B EIM B IER MIT B ELZIG
    Aus den Aufzeichnungen von Dr. Watson
    21.01.1913, Leipzig
    Vom vielen Reden bin ich durstig geworden«, meinte Holmes und winkte der Bedienung zu. »Mein Freund und ich hätten jeder gerne ein frisch gezapftes Bier. Am liebsten würden wir eine einheimische Spezialität probieren. Was können Sie uns da empfehlen?«
    Der Kellner, ein ausgemergelter Mann mit viel zu viel Pomade im Haar, verbeugte sich leicht. »Sehr wohl, die Herren. Wie wäre es mit zwei spritzigen Gläsern Gose?«
    »Was ist das? Ein Getränk aus der Gosse?«, fragte ich misstrauisch.

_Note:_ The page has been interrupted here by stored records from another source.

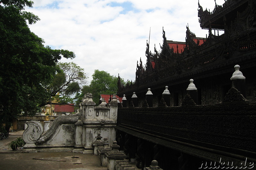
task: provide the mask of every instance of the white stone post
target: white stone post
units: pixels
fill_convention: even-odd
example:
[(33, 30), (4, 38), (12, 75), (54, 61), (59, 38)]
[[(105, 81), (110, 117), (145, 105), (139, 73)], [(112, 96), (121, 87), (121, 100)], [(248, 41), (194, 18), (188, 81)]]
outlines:
[(152, 169), (159, 169), (159, 170), (163, 170), (162, 168), (160, 168), (158, 166), (158, 162), (154, 160), (151, 162), (151, 165), (149, 167), (145, 168), (146, 170), (151, 170)]
[(235, 71), (230, 79), (232, 81), (232, 87), (237, 89), (246, 98), (245, 77), (239, 70), (240, 66), (239, 65), (236, 65), (234, 67)]
[(50, 128), (50, 121), (44, 121), (44, 131), (48, 130)]
[(114, 141), (113, 145), (111, 146), (112, 150), (106, 153), (108, 159), (108, 170), (116, 170), (115, 160), (124, 160), (126, 157), (125, 154), (118, 150), (120, 146), (117, 143), (116, 141)]
[(75, 124), (75, 149), (73, 149), (73, 152), (81, 152), (84, 148), (83, 145), (83, 125), (84, 124), (80, 119)]
[(164, 100), (166, 105), (167, 106), (170, 106), (171, 104), (170, 102), (171, 93), (168, 90), (168, 86), (165, 86), (165, 89), (162, 95), (163, 95), (163, 98)]
[(189, 80), (190, 83), (188, 85), (188, 86), (187, 89), (187, 91), (188, 92), (188, 94), (190, 96), (196, 104), (198, 104), (197, 89), (196, 87), (196, 85), (194, 83), (194, 80), (193, 79)]

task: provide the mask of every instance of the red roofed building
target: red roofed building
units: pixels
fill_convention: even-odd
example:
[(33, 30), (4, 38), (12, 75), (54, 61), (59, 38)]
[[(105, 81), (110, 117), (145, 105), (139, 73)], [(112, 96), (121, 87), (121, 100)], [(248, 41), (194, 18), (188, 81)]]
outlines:
[[(75, 112), (74, 104), (69, 104), (69, 105), (55, 105), (54, 107), (54, 112), (56, 113), (56, 116), (61, 116), (62, 114), (65, 114), (66, 113), (71, 114)], [(70, 105), (73, 105), (73, 106)]]
[[(103, 94), (100, 95), (100, 97), (104, 98), (107, 103), (108, 103), (108, 100), (109, 99), (109, 97), (110, 96), (111, 97), (111, 100), (112, 100), (112, 97), (113, 96), (113, 95), (104, 95)], [(116, 96), (116, 98), (119, 99), (118, 100), (120, 102), (120, 103), (122, 102), (123, 97), (119, 97), (117, 96)]]
[[(206, 38), (200, 38), (199, 37), (194, 37), (193, 39), (195, 42), (199, 46), (204, 43), (204, 42), (206, 39)], [(184, 48), (186, 46), (186, 43), (185, 42), (179, 42), (178, 41), (173, 41), (172, 40), (167, 40), (167, 43), (171, 48), (173, 48), (173, 53), (178, 53), (180, 54), (182, 52), (184, 51)], [(154, 68), (154, 67), (153, 67)]]

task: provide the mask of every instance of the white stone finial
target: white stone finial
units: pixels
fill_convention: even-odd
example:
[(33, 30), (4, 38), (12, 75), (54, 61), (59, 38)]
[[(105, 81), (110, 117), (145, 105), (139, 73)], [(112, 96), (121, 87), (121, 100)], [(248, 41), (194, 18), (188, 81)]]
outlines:
[(168, 90), (168, 86), (165, 86), (165, 89), (164, 91), (164, 92), (162, 94), (163, 95), (171, 95), (171, 93), (170, 93), (170, 92), (169, 91), (169, 90)]
[(146, 93), (146, 95), (153, 95), (153, 94), (152, 93), (152, 92), (151, 92), (150, 90), (151, 89), (150, 89), (150, 88), (149, 88), (148, 89), (148, 92), (147, 92), (147, 93)]
[(133, 92), (133, 94), (132, 95), (132, 98), (138, 98), (138, 97), (137, 97), (137, 96), (135, 94), (135, 92)]
[(105, 106), (106, 105), (105, 103), (105, 99), (104, 98), (102, 98), (101, 100), (101, 103), (99, 106)]
[(230, 80), (245, 80), (245, 77), (243, 75), (243, 73), (240, 71), (240, 66), (239, 65), (236, 65), (234, 67), (236, 70), (233, 73), (232, 77), (230, 78)]
[(196, 87), (196, 85), (193, 82), (194, 81), (194, 80), (192, 79), (191, 79), (189, 80), (190, 84), (188, 85), (188, 87), (187, 89), (187, 90), (197, 90), (197, 89)]

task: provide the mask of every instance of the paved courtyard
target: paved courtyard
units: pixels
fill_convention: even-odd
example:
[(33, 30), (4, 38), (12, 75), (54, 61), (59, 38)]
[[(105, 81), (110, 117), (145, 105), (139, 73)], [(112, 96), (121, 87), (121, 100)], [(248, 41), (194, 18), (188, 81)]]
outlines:
[[(0, 140), (0, 169), (1, 170), (107, 170), (100, 166), (98, 156), (71, 152), (22, 153), (22, 149), (12, 151), (8, 144), (22, 137), (24, 131), (10, 133), (9, 138)], [(72, 158), (73, 156), (79, 157)], [(41, 159), (65, 161), (43, 160)], [(133, 167), (136, 168), (135, 165)]]

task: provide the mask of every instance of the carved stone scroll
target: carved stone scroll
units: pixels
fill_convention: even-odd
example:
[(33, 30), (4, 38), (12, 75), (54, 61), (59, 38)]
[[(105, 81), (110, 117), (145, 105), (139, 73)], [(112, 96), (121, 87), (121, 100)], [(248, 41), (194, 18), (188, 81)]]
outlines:
[(36, 143), (44, 132), (44, 126), (37, 120), (30, 120), (26, 122), (28, 125), (23, 133), (23, 139), (27, 144)]

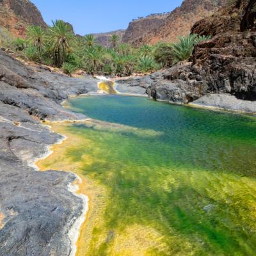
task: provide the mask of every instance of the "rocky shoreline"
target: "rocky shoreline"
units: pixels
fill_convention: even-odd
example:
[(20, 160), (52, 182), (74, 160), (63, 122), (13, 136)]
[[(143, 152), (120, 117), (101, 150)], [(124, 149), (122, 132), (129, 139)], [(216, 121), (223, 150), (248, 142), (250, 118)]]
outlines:
[[(255, 19), (249, 19), (256, 17), (255, 4), (235, 2), (192, 28), (212, 38), (196, 46), (190, 62), (118, 79), (117, 91), (255, 113), (256, 28)], [(63, 139), (42, 122), (86, 118), (61, 102), (69, 95), (97, 93), (98, 81), (25, 65), (0, 51), (0, 256), (68, 256), (75, 252), (69, 234), (79, 225), (76, 221), (81, 222), (86, 202), (71, 187), (77, 177), (35, 172), (31, 159), (49, 154), (49, 147)]]
[(93, 78), (25, 66), (0, 51), (0, 255), (72, 253), (68, 232), (84, 214), (84, 201), (72, 186), (77, 177), (35, 172), (31, 159), (48, 154), (48, 147), (63, 138), (40, 121), (84, 119), (61, 102), (69, 95), (97, 92), (97, 84)]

    Der Ober lächelte mild über meinen Unverstand und erklärte: »Der Name Gose geht auf die Stadt Goslar im Harz zurück. Das Bier wird dort schon seit über fünfhundert Jahren gebraut. Im Laufe der Zeiten ist es bis zu uns gedrungen und inzwischen so beliebt geworden, dass unser Leipzig im Volksmund den Beinamen
Gosestadt
erhalten hat. Die Gose ist ein trübes Weißbier, welches ohne Hefe durch Spontangärung entsteht und eine gewisse Ähnlichkeit mit dem bekannteren belgischen Geuze aufweist. Es kommt nicht vom Fass, sondern wird in langhalsigen Flaschen geliefert. Gose schmecktleicht säuerlich, verdreht nicht so schnell die Sinne und hilft überdies bei Verstopfung. Zur harmonischen Abrundung würde ich zwei Gläschen Genever [ 1 ] empfehlen. Falls die Herren einen leichten Imbiss möchten: Heute ist eine vorzügliche Gose-Biersuppe im Angebot.«
    Wir bestellten die angepriesenen Getränke, wählten als Speisen jedoch zwei mit Zitrone, Sardellen und Kapern garnierte Kalbsschnitzel. Das dünn geklopfte Fleisch und der eiskalte Genever waren vorzüglich, doch an der stichig-gärig schmeckenden Gose konnte ich keinen Gefallen finden. Ein Brown Stout oder ein Scotch Ale waren mir allemal lieber. Dies teilte ich auch dem Kellner völlig unverblümt mit.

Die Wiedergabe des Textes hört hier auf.